My hon. Friend the Member for Wellingborough will join me in welcoming any proposals that the Government introduce to create a health and social care pilot in the county. We simply have to make sure that elderly, frail residents in hospital, who need not be there and should be in a social care setting, are given the social care that they need in the right place at the right time. With social care now the responsibility of Northamptonshire County Council, I am afraid it simply is not working.

Evidence shows that the longer an elderly person stays in hospital, the more they lose critical muscle mass and strength, which affects their ability to return to their home or social care setting without appropriate support. Patients with long lengths of stay in hospital become revolving door patients. They get better and could go to a community setting of care, but they become unwell again because they wait so long for an appropriate out-of-hospital placement, so we need to get that sorted out. Financially, it does not make sense, either. If a patient stays in hospital, it costs £2,500 a week. If they are put into a social care setting, the cost to the taxpayer is £700 a week. Not only is the setting more appropriate, but it is financially beneficial for our health and social care providers.

I am pleased that the Secretary of State for Health and Social Care, together with the appropriate Minister in the Ministry of Housing, Communities and Local Government, wrote to all Northamptonshire MPs on 24 July, encouraging Northamptonshire County Council and the local NHS providers to knock their heads together to thrash out an appropriate plan. The Secretary of State wrote:

“I agree that the unitarisation process offers an excellent opportunity to re-imagine the delivery of health and social care services across Northamptonshire. I believe that local leaders should be bold in their ambitions for integration”.

He stated that he and the Housing, Communities and Local Government Minister

“are happy to back a bolder plan for integrated services in Northamptonshire, learning from other areas that are further ahead in the integration journey”,

such as Greater Manchester. Since that letter of 24 July, my colleagues and I, as parliamentary representatives from Northamptonshire, have seen little evidence of any concrete proposals from the county council and the local NHS. It is time for the Government to knock heads together locally, because the Government will want a pilot to pioneer their reform of health and social care. We have a wonderful opportunity in Northamptonshire to be the first in a shire setting to get it right.

Local organisations are doing their best in the present circumstances—I declare my interest as a member of Kettering Borough Council. To give one example, Karen Clarke, a housing options adviser at Kettering Borough Council, has been working extremely hard to make sure that patients can come out of hospital and find appropriate accommodation if they have difficulties in doing so. She recently wrote:

“I think the majority of the public assume everyone goes in to hospital, receives their treatment and is discharged home, but what if that patient doesn’t have a home? Or what if their home is no longer accessible? What if someone needs more than just independent living? Where does the patient go then?”

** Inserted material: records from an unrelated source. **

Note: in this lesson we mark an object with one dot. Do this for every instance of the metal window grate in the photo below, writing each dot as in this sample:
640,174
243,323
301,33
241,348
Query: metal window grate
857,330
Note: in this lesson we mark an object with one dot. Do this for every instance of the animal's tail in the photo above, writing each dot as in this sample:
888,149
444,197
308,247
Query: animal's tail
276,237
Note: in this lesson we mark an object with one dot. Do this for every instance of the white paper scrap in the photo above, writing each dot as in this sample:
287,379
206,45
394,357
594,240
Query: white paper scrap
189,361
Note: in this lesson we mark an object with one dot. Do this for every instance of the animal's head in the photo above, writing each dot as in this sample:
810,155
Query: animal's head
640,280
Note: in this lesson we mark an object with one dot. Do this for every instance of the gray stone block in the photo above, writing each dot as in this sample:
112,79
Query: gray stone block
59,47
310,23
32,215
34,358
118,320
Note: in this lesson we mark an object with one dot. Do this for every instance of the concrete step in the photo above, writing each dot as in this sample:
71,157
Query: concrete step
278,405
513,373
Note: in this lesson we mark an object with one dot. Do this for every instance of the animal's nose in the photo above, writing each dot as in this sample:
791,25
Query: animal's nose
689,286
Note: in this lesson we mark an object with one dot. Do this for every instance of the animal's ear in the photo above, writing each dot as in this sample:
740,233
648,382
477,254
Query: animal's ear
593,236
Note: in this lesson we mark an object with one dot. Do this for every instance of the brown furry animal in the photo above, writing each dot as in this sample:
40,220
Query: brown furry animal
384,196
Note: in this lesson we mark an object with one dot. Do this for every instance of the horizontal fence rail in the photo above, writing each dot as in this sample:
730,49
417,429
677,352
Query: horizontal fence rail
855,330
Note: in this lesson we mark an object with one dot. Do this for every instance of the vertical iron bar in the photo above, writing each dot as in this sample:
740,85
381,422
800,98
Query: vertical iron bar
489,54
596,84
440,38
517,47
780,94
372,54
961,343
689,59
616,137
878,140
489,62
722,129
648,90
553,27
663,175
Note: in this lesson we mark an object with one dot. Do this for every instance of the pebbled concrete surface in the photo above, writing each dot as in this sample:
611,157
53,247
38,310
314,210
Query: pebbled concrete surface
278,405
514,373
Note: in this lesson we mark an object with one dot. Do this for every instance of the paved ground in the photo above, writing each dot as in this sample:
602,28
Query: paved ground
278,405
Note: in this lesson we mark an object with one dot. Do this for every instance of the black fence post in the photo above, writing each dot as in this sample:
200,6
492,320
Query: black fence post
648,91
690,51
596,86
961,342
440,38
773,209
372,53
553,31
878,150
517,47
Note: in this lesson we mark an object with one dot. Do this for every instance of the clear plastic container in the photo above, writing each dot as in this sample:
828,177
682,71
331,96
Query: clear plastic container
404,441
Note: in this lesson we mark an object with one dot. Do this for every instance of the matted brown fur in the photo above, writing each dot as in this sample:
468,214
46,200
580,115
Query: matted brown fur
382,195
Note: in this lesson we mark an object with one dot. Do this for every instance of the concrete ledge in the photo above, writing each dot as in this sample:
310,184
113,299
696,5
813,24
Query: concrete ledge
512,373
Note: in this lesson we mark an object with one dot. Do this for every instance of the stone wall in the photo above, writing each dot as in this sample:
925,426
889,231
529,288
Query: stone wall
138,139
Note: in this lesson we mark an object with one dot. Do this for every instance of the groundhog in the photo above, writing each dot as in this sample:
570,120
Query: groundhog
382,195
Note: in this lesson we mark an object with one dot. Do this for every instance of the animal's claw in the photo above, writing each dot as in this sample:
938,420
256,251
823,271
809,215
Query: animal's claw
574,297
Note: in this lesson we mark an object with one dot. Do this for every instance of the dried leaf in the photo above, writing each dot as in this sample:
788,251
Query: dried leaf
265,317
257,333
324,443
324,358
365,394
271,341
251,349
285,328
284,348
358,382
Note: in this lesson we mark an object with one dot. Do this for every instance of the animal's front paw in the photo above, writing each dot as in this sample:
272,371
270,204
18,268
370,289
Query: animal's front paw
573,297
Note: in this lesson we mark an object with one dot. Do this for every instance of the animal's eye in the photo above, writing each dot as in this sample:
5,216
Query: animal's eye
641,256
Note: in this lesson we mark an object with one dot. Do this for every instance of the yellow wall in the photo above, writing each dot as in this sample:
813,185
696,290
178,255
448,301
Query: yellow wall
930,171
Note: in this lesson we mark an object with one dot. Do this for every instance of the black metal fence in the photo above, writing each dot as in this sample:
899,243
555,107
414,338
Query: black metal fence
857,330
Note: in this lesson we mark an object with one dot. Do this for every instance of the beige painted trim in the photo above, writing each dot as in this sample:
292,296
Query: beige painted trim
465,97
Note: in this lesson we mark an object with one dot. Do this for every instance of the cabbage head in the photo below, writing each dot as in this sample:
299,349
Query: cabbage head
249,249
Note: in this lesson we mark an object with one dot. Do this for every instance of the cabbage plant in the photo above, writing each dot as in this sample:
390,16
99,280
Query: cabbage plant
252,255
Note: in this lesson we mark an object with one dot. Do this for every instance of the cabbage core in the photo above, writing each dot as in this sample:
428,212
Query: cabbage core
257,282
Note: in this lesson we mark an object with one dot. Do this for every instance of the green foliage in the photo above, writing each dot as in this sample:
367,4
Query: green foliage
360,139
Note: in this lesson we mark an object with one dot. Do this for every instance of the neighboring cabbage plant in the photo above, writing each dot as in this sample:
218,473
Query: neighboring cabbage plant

Karen has seen more than 250 patients in the past two years. She has managed to return home, or to secure permanent accommodation for, approximately 7% of those referrals, and 25% have gone into some level of temporary accommodation. That pioneering initiative is at Kettering’s health and housing partnership, where Kettering Borough Council, the local mental health trust and Kettering General Hospital work together. It has been pioneered by John Conway, the inspirational head of housing at Kettering Borough Council. It is a superb initiative.

However, such local initiatives are not enough. We need one organisation, preferably NHS-led, to sort out health and social care provision in Northamptonshire. The Government have a golden opportunity to pioneer a pilot in the county, so I hope they will press ahead. There are two issues: we need £46 million for an urgent care hub at Kettering General Hospital, and we need the Government to seize the initiative, knock heads together locally, and make sure we can have a pilot for health and social care in Northamptonshire.